As much as I would like to write something lovely and poetic for my first blog from Alaska, I’m too overwhelmed with the newness of it to be able to form complete thoughts of my impressions and emotions just yet. This is only my second full day here, and I plan to be here three months—so there’s time for being poetic later.
Right now I just want to shoot out a few of the first thoughts I’ve had about Kotzebue:
It’s small. I knew it would be small (3000+ people). But man, it’s small. Three paved streets.
Kotzebue is very different from the interior of Alaska. There are no trees here. None.
The friends I’m staying with have told me about their friends in Kotzebue for years, so in a way it’s like coming to a place where I already know people. It’s fun to put faces to names.
Tundra is cool. We drove outside of town yesterday and hopped out on the side of the road for me to take a few pictures, and I got to see what the plants look like up close—and I got to walk on tundra for the first time. Spongy and squishy. A little unnerving—literally unstable.
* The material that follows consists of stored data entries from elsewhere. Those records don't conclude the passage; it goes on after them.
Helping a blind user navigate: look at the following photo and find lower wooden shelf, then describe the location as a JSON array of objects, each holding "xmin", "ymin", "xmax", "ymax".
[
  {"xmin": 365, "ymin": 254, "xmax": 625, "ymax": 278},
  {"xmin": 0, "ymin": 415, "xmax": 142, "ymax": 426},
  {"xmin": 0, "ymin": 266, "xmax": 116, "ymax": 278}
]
Or at least that’s what my feet thought.
24 hours of sunshine only contributes to the totally laid back atmosphere of Alaska. No need to get up early in the morning—it’s not like you’re working against time to get stuff done before the sun goes down.
A few weeks back I tried to get a library card in my hometown and was told I’d have to pay a fee because I wasn’t living in city limits. Yesterday, I walked into the library in Kotzebue, after being in town less than 24 hours, and not having a phone number, street address, or mailing address of my own, and they gave me a library card. I checked out a book right then and there. Again, totally laid back. I got used to the laid back way of doing things in rural Asia over the past several years, and being back in the village atmosphere is kind of nice.
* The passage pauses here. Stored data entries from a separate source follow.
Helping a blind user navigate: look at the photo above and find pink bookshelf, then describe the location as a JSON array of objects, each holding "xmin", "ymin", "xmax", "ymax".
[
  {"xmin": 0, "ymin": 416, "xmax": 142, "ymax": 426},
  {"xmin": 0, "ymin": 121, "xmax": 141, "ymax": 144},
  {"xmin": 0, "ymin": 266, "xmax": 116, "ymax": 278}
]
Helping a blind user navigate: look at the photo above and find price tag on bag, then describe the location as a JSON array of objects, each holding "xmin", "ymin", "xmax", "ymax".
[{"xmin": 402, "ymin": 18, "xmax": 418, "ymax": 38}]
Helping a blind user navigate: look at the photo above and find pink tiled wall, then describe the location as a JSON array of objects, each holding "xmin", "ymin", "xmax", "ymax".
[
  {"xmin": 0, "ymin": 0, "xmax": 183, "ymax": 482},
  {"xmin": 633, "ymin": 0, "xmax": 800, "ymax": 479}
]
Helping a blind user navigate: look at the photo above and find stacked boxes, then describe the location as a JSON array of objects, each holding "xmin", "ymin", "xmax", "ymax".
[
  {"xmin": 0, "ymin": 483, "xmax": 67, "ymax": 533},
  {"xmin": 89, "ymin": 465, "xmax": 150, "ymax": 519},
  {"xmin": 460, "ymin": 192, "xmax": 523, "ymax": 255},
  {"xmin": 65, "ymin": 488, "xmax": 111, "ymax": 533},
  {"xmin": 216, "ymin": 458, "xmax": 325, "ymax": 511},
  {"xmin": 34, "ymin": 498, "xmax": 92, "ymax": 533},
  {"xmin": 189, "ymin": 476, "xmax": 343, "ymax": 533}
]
Villages are villages anywhere in the world. In a really crazy way, being in Kotzebue reminds me of being in Luang Nam Tha, Laos (except for the part where it’s completely different). The town itself seems about the same size, the streets are laid out in a similar way, and coming to Kotzebue from Texas gave me the same initial feeling as going from heavily populated and built up China to sparsely populated and less developed Laos—this feeling of “goodness, where did all the people go?”
Time will tell how these initial thoughts will change or intensify.
UPDATE: I’ve been around town a little more since that first quick tour on the first day here, and I need to update the number of paved streets – I don’t know how many there are all together, but I noticed that a couple of the side streets are paved as well as the three main streets. But most of them are topped with dusty grey gravel.